In one experimental attack conducted in the study, researchers were able to first disable the ICD to prevent it from delivering a life-saving shock and then direct the same device to deliver multiple shocks averaging 137.7 volts that would induce ventricular fibrillation in a patient. The study concluded that there were no “technological mechanisms in place to ensure that programmers can only be operated by authorized personnel.” Fu’s findings show that almost anyone could use store-bought tools to build a device that could “be easily miniaturized to the size of an iPhone and carried through a crowded mall or subway, sending its heart-attack command to random victims.”¹¹

The vulnerabilities Fu’s lab exploited are the result of the very same features that enable the ICD to save lives. The model breached in the experiment was designed to immediately respond to reprogramming instructions from health-care practitioners, but is not equipped to distinguish whether treatment requests originate from a doctor or an adversary. An earlier paper co-authored by Fu proposed a solution to the communication-security paradox. The paper recommends the development of a wearable “cloaker” for IMD-patients that would prevent anyone but pre-specified, authorized commercial programmers to interact with the device. In an emergency situation, a doctor with a previously unauthorized commercial programmer would be able to enable emergency access to the IMD by physically removing the cloaker from the patient.¹²

Though the adversarial conditions demonstrated in Fu’s studies were hypothetical, two early incidents of malicious hacking underscore the need to address the threat software liabilities pose to the security of IMDs. In November 2007, a group of attackers infiltrated the Coping with Epilepsy website and planted flashing computer animations that triggered migraine headaches and seizures in photosensitive site visitors.¹³ A year later, malicious hackers mounted a similar attack on the Epilepsy Foundation website.¹⁴

Ample evidence of software vulnerabilities in other common IMD treatments also indicates that the worst-case scenario envisioned by Fu’s research is not unfounded. From 1983 to 1997 there were 2,792 quality problems that resulted in recalls of medical devices, 383 of which were related to computer software, according to a 2001 study analyzing FDA reports of the medical devices that were voluntarily recalled by manufacturers over a 15-year period.¹⁵ Cardiology devices accounted for 21 percent of the IMDs that were recalled. Authors Dolores R. Wallace and D. Richard Kuhn discovered that 98 percent of the software failures they analyzed would have been detected through basic scientific testing methods. While none of the failures they researched caused serious personal injury or death, the paper notes that there was not enough information to determine the potential health consequences had the IMDs remained in service.

Nearly 30 percent of the software-related recalls investigated in the report occurred between 1994 and 1996. “One possibility for this higher percentage in later years may be the rapid increase of software in medical devices. The amount of software in general consumer products is doubling every two to three years,” the report said.
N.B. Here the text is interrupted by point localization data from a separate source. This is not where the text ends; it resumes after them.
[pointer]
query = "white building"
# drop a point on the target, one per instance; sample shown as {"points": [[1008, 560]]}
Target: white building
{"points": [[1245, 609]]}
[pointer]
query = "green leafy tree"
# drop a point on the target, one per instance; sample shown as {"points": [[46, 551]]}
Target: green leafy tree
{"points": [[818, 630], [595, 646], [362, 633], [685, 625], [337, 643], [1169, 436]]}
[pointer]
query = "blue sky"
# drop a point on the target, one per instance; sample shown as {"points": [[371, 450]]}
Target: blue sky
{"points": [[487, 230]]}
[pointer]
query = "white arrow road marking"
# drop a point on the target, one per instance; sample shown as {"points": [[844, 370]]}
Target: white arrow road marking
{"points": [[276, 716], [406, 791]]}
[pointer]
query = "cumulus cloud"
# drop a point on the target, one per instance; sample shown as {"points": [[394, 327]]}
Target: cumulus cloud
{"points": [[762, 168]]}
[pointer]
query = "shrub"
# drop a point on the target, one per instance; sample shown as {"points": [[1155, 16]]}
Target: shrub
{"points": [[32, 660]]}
As more individual IMDs are designed to automatically communicate wirelessly with physician’s offices, hospitals, and manufacturers, routine tasks like reprogramming, data extraction, and software updates may spur even more accidental software glitches that could compromise the security of IMDs.

The FDA launched an “Infusion Pump Improvement Initiative” in April 2010, after receiving thousands of reports of problems associated with the use of infusion pumps that deliver fluids such as insulin and chemotherapy medication to patients electronically and mechanically.¹⁶ Between 2005 and 2009, the FDA received approximately 56,000 reports of adverse events related to infusion pumps, including numerous cases of injury and death. The agency analyzed the reports it received during the period in a white paper published in the spring of 2010 and found that the most common types of problems reported were associated with software defects or malfunctions, user interface issues, and mechanical or electrical failures. (The FDA said most of the pumps covered in the report are operated by a trained user, who programs the rate and duration of fluid delivery through a built-in software interface). During the period, 87 infusion pumps were recalled due to safety concerns, 14 of which were characterized as “Class I” – situations in which there is a reasonable probability that use of the recalled device will cause serious adverse health consequences or death. Software defects lead to over-and-under infusion and caused pre-programmed alarms on pumps to fail in emergencies or activate in absence of a problem. In one instance a “key bounce” caused an infusion pump to occasionally register one keystroke (e.g., a single zero, “0”) as multiple keystrokes (e.g., a double zero, “00”), causing an inappropriate dosage to be delivered to a patient. Though the report does not apply to implantable infusion pumps, it demonstrates the prevalence of software-related malfunctions in medical device software and the flexibility of the FDA’s pre-market approval process.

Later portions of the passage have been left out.